Le sentier culturel s'étire sur 3 kilomètres sur l'Île de Hull.

Le centre-ville a son sentier culturel

Des chaises suspendues. Des oeuvres graphitées. Des bancs faits à partir de crayons géants. Le centre-ville de Gatineau a habillé son patrimoine d'oeuvres d'art publiques et invite la population et les visiteurs à suivre la ligne rouge peinte au sol.
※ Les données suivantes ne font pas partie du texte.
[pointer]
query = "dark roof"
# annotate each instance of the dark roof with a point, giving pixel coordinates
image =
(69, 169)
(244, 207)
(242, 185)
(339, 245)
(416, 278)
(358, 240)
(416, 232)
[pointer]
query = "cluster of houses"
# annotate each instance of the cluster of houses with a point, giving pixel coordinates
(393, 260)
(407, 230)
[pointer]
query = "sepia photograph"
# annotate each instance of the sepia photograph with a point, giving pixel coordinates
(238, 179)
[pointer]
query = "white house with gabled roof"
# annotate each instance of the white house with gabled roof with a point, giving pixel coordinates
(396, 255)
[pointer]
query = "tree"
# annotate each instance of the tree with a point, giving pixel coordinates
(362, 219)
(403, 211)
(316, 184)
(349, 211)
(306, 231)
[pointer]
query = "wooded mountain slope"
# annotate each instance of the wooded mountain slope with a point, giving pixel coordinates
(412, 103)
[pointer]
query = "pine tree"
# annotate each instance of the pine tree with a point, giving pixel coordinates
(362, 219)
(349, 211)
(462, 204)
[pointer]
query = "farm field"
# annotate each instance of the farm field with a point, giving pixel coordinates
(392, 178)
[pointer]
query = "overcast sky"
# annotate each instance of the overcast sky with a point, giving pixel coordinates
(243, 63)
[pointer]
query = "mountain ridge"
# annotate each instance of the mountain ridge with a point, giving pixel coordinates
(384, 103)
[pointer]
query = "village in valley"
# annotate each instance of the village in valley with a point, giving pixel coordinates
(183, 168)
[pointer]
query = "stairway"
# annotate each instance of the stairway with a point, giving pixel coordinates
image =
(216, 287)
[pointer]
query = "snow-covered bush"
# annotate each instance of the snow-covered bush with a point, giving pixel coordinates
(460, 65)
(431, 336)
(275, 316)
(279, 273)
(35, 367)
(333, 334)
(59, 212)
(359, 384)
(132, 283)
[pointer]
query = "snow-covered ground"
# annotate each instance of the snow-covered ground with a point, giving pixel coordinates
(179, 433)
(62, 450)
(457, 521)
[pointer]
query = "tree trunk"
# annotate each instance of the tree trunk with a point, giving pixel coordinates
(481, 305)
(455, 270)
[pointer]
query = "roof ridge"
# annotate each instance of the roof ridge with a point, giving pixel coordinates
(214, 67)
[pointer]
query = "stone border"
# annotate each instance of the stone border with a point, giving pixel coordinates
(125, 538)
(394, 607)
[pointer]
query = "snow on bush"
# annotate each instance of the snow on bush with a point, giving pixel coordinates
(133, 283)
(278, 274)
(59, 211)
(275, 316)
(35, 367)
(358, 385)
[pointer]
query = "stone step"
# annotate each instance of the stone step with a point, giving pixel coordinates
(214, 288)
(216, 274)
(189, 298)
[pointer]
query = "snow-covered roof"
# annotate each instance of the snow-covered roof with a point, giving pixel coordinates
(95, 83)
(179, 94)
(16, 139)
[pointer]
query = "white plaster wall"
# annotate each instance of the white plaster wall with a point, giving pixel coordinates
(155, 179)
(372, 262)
La Ville de Gatineau a dévoilé, mercredi, son tout nouveau sentier culturel, un tracé de trois kilomètres qui traverse l'île de Hull, du parc Jacques-Cartier, jusqu'à la Fonderie. Il était attendu depuis longtemps, tant par les commerçants que les artistes et les défenseurs du patrimoine. 
« C'est un défi depuis toujours de faire entrer les gens à l'intérieur du centre-ville, a rappelé le maire Maxime Pedneaud-Jobin. Ça répond à un besoin profond. Je n'exagère pas en disant qu'on fait des pas de géants dans le domaine de l'identitaire depuis quelque temps. »
Dix attraits principaux ponctuent le sentier. Les promeneurs y découvriront des attraits touristiques, des sites patrimoniaux et des oeuvres d'art public. Des panneaux d'interprétation sont installés tout au long du tracé. Une carte est disponible sur le Web, dans les bibliothèques de la Ville et à la Maison du tourisme.
Le maire Maxime Pedneaud Jobin, la présidente de Tourisme Outaouais Manuela Teixeira et le conseiller municipal gatinois Maxime Tremblay
Le coprésident du comité du 150e, Maxime Tremblay, estime que ce sentier est fondamental pour relier les rives au coeur du centre-ville. « C'est l'agent liant pour favoriser les retombées des centaines de milliers de visiteurs attendus au parc Jacques-Cartier et au Musée canadien de l'Histoire », a-t-il ajouté. 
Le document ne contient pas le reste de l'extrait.